A Fully Coupled AI Emulator of E3SMv3 Reproduces Its Statistics

  • August 31, 2026
  • Blog
  • Over the past few years, machine-learning emulators have learned to reproduce individual pieces of the Earth system (like the atmosphere, land, ocean, and sea ice) each one running orders of magnitude faster than the physics-based models it imitates. The obvious next frontier is harder: stitch those pieces back together so they exchange information the way a fully coupled model like E3SM does.

    Researchers from Ai2 (the Allen Institute for AI) and E3SM have now taken that step with SamudrACE-E3SMv3, training a fully coupled atmosphere–ocean emulator that reproduces E3SMv3’s pre-industrial control simulation. The payoff is several orders of magnitude in speedup: where the reference E3SM simulation advances about 28 simulated years per day (SYPD) across 105 compute nodes on Chrysalis, the emulator produces roughly 1,100 SYPD on a single H100 GPU — fast enough to make century-scale experiments routine for scientists as opposed to time-consuming simulation campaigns.

    In order to achieve this milestone, the team re-ran the E3SMv3 pre-industrial control simulation for 105 years to output the variables from the necessary time intervals for the emulator to learn from: six-hourly for the atmosphere and five-day means for the ocean and sea ice. Crucially, much of the preprocessing was done while E3SM was still running. The raw output was coarsened in the vertical coordinate (8 levels for atmosphere, 19 levels for ocean) and remapped onto a shared one-degree grid during E3SM runtime.

    The coupling itself follows a deliberately staged recipe, shown in Figure 1. The atmosphere and ocean emulators are first pre-trained separately, where each sees reference boundary conditions taken straight from E3SM data rather than from the emulators, so each learns its own task before being asked to cooperate. Only then are the two joined and fine-tuned together, in a single coupled stage. At the interface, the atmosphere emulator sends the ocean emulator its five-day mean surface fluxes, precipitation, and wind stress; the ocean emulator hands back sea-surface temperature and sea-ice fraction.

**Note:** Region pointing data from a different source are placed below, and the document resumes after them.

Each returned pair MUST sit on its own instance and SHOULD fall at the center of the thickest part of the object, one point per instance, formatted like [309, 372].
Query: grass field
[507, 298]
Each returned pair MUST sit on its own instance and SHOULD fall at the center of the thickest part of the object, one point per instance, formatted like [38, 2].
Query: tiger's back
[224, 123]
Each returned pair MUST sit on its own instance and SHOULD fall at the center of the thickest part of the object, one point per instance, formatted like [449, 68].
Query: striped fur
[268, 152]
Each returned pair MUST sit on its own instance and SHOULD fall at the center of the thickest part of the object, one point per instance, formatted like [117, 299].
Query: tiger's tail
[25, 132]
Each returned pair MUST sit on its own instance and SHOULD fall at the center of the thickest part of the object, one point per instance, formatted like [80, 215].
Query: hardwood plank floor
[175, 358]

    SamudrACE-E3SMv3 training recipe.

    Figure 1. The SamudrACE-E3SMv3 training recipe. The atmosphere (ACE) and ocean (Samudra) emulators are pre-trained separately with “perfect” boundary conditions, then joined and fine-tuned together in a single coupled, stochastic stage.

    The most consequential design choice was to make the atmosphere probabilistic. In place of the original deterministic ACE2, SamudrACE-E3SMv3 uses ACE2S, which produces an ensemble of equally plausible atmospheric states and is trained with a probabilistic objective. That randomness becomes the coupled system’s source of internal variability. When the researchers checked the emulator’s long-term state against 400 independent years of data, the mean state came out faithful to E3SM. The surface-temperature and precipitation biases between SamudrACE and E3SM are smaller than the gap between E3SM and observations.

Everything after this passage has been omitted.